Extracting additional data from records or converting them into text is counted as enrichments. This includes language detection, deduplication, or converting binary documents to text.

Relate

Linking the ingested items within each other or with other data sources is part of this section. Most importantly this includes the https://squirro.atlassian.net/wiki/spaces/DOC/pages/26247170/Known+Entity+Extraction steps.

Discover

Discover includes steps around topic modelling and clustering, as well as analysis for the https://squirro.atlassian.net/wiki/spaces/DOC/pages/2396061784/Content-based+Typeahead.

Classify

Text classification, such as the models created with the https://squirro.atlassian.net/wiki/spaces/DOC/pages/2220458018/Squirro+AI+Studio, are part of this section.

Predict

Time series detection with the https://squirro.atlassian.net/wiki/spaces/DOC/pages/29261853/Trend+Detection module shows up here.

Recommend

This section includes the updating of recommendation models and insights generation. These are currently not yet exposed in the user interface.

Automate

Automated actions, such as sending of emails, is included as automations. Currently this section is empty in the user interface.

Index

This step is not included in the architecture charts, but can be seen and used in the pipeline editor. It includes the required steps to persist Squirro items on disk for searching.

Custom

Custom steps can be added to the pipeline in the form of https://squirro.atlassian.net/wiki/spaces/DOC/pages/7077924/Pipelets. Currently these pipelets always show up in a section called Custom, but this will be extended to allow each pipelet to be assigned to one of the above sections as well.

Processing

The pipeline steps are run sequentially. When a pipeline step fails for any reason, the item is re-queued and the full pipeline will be re-run on that item. If processing fails persistently (10 times by default) the item is dropped from the pipeline.

Some errors are handled by adding an error code to the item. The known error codes for this are documented in the Processing Error table.

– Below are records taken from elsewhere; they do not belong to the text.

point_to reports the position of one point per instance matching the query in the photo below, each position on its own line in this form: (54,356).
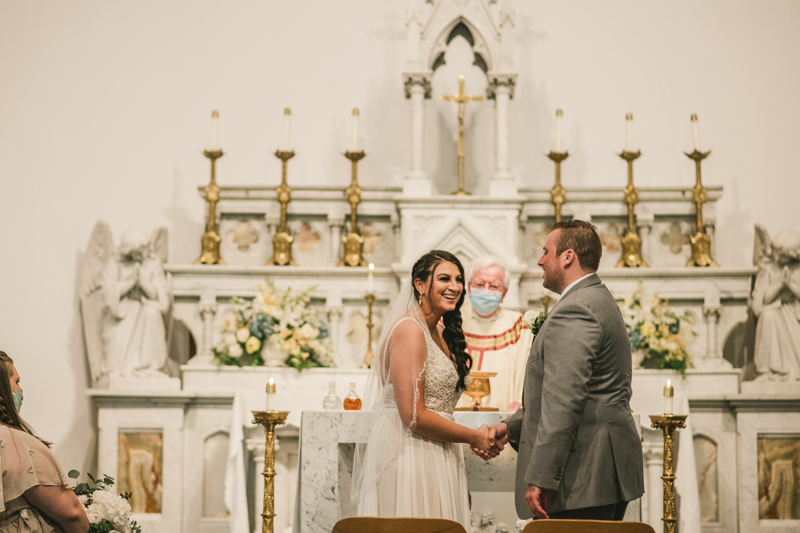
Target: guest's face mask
(485,302)
(18,399)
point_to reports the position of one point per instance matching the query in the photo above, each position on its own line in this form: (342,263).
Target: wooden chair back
(586,526)
(371,524)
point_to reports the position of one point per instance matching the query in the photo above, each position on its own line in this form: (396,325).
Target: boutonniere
(535,321)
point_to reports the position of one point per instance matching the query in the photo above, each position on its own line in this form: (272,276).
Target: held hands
(484,443)
(496,438)
(537,501)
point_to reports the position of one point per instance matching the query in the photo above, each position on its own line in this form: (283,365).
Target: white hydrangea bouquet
(278,320)
(656,332)
(107,511)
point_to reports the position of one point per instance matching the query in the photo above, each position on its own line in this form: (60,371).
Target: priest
(497,338)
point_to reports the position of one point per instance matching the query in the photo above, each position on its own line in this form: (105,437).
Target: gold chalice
(478,389)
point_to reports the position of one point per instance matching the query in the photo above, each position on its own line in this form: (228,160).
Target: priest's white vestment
(501,344)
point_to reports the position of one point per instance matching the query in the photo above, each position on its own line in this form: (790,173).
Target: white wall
(104,111)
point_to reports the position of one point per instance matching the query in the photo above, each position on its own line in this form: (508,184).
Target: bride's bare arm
(407,353)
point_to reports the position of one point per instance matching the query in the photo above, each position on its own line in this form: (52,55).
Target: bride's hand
(484,442)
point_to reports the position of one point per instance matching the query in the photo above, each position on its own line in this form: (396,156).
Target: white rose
(309,332)
(235,350)
(252,345)
(242,334)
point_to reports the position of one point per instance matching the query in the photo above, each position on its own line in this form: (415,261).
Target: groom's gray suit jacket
(575,433)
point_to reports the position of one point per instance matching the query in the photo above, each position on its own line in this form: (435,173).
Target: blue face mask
(18,399)
(485,302)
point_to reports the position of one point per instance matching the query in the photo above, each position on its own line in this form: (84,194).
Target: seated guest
(36,497)
(497,339)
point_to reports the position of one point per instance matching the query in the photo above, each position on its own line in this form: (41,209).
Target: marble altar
(326,462)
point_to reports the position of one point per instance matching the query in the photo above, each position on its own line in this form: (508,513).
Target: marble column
(418,88)
(501,90)
(208,310)
(713,357)
(335,223)
(333,305)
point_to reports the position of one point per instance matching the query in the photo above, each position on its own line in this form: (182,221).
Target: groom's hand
(498,436)
(537,501)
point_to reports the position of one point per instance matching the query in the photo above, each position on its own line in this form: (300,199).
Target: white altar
(211,455)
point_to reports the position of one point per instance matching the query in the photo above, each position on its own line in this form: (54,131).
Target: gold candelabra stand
(353,242)
(701,241)
(631,241)
(269,419)
(210,241)
(668,424)
(370,355)
(282,241)
(557,193)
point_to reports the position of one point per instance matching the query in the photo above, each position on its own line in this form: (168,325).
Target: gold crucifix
(461,99)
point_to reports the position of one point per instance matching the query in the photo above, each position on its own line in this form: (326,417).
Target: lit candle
(355,131)
(370,279)
(711,297)
(695,134)
(559,118)
(629,132)
(287,114)
(669,393)
(271,394)
(214,131)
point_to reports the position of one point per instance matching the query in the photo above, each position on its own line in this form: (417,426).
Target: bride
(412,464)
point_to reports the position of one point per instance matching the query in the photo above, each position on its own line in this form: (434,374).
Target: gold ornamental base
(269,419)
(282,250)
(477,389)
(209,244)
(631,251)
(668,424)
(701,251)
(353,250)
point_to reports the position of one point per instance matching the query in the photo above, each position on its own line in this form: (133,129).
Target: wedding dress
(399,473)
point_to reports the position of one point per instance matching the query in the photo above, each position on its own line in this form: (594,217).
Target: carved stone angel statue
(125,303)
(775,301)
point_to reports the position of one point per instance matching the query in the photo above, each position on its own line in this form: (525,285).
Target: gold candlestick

Items are only displayed to the users once the full pipeline - with exception of Search Tagging - has run through. For details on the search tagging delay, see the https://squirro.atlassian.net/wiki/spaces/DOC/pages/2949475/Search+Tagging+and+Alerting documentation.

Configuration

A project can have one or more pipelines. Each data source is associated with one such pipeline. The pipelines are configured using the Pipeline Editor in the Setup space.